The most outré story in this genre is told by Mike Getz, about his parental home town of Subate. According to Getz, Latvian neighbors began arresting Jews one day prior to that of Operation Barbarossa on 21 June 1941 and clubbed them to death on June 23 on the second day of the war. “This date corresponds to the Yahrzeit,” Getz writes, “commemorated in Israel since 1942, when details, including the names of the killers also arrived in South Africa.”(9) The remarkable part of Getz’s tale that will become obvious later is that the information had reached South Africa in 1942.

For the producers of folklore it does not matter whether a person has been in Riga or not: the narrative goes along the same lines. For example that is true about Alfred Winter’s recent “memoirs”. He was a German Jew who was brought to Latvia on 10 December 1941, but he writes about the events in July as if he himself had been there and witnessed the events.

“The Latvian nationalists and the Perkonkrusts Party started an uprising against the Russians. [..] A major Arreis [sic!], from Perkonkrusts, took over the reins of the police and formed an auxiliary police of ardent, anti-Semitic Latvians. They started a regime of terror prior to the arrival of the Germans on July 1, 1941. Jews were arrested without any rhyme or reason and accused of being Communists. They were taken to the police station, beaten up, and many were killed. Others were taken to the Central prison and never seen again. Jewish stores were plundered and many Jews were robbed of their possessions and left destitute. The Latvians were killing Jews regardless of sex or age. The stored-up anti-Semitism of Latvians now showed its real face, and the Germans were appalled over the fury which the Latvians had unleashed. With the arrival of the Germans, the radio went back on the air. The commentator welcomed the Germans. At the same time, he gave a speech.
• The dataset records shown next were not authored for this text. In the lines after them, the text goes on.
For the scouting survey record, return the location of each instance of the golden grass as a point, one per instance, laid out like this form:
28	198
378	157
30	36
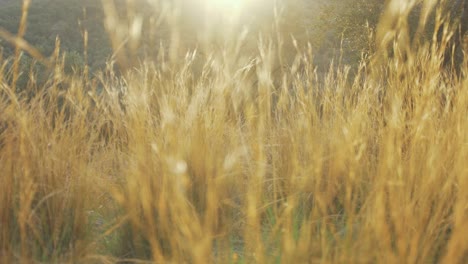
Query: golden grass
218	159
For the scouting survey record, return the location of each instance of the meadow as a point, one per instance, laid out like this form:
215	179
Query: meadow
239	152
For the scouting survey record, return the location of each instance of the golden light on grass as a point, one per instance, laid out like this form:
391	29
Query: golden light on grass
234	162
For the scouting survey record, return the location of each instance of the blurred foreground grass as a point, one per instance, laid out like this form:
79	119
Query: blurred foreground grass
219	158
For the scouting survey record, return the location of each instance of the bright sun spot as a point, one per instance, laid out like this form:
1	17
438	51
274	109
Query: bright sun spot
226	6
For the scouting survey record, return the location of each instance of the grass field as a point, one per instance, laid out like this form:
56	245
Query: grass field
225	158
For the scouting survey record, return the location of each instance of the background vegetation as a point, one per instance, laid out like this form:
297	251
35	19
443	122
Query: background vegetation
172	140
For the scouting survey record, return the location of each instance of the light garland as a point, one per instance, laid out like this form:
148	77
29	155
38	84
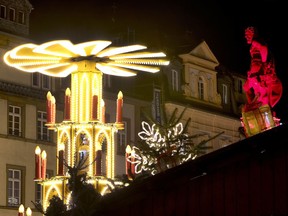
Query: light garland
171	147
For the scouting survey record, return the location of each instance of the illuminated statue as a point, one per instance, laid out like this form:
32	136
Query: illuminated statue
84	131
263	88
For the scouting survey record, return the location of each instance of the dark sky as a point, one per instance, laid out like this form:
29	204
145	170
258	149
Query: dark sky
221	24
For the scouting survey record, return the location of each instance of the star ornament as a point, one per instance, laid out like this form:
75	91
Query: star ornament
60	58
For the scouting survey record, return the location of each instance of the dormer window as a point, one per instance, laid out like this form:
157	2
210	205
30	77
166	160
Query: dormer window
175	84
12	14
21	17
3	11
201	88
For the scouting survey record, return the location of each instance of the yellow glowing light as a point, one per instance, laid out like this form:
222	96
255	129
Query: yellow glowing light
28	212
61	146
128	149
44	154
37	150
60	58
21	209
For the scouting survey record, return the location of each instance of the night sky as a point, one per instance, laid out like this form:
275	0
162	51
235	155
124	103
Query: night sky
221	24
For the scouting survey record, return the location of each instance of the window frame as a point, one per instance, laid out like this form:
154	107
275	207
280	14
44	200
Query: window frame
224	94
11	129
21	17
3	11
12	14
175	80
22	170
201	88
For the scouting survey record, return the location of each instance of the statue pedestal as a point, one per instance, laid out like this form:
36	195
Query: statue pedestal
257	120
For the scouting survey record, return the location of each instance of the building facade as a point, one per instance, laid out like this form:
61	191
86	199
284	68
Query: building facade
212	100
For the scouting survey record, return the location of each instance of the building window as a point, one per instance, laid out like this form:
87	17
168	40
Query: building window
2	11
240	86
106	81
42	130
224	94
38	187
15	188
41	81
12	14
15	121
46	82
201	88
21	17
175	78
36	80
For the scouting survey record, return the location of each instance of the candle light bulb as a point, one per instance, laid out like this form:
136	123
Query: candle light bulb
21	208
128	149
28	212
37	150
He said that the time has come to clean Latvia from all Communists and Jews.”(10)

As a counterexample to the Germanless variant of tales one can cite a 1943 Soviet version. It comes from Swedish Communist organ “Arbetartidningen – Ny Dag”, and the article, “The Germans in Latvia,” was penned by A. Jablonskis, a Kirhensteins’s government official. Jablonskis wrote:

“The Germans celebrated their arrival in the Latvian Soviet Republic with mass executions. In Riga all those were executed who did not strike the fancy of the Germans. First of all such persons were killed in their apartments or in the streets who had some official position during the Soviet regime, socially active persons, Stakhanov workers and Jews. Later the Germans introduced a special system. The executions in the streets and in the apartments ceased. Instead they took place in the Central Prison and the Prison of Trial, and in the forest areas at Bikernieki, between Katlakalns and Bisumuiza and at the Lubansk highway. The air in these areas is still polluted by the cadaverous odor, and admission is strictly prohibited to the public.”(11)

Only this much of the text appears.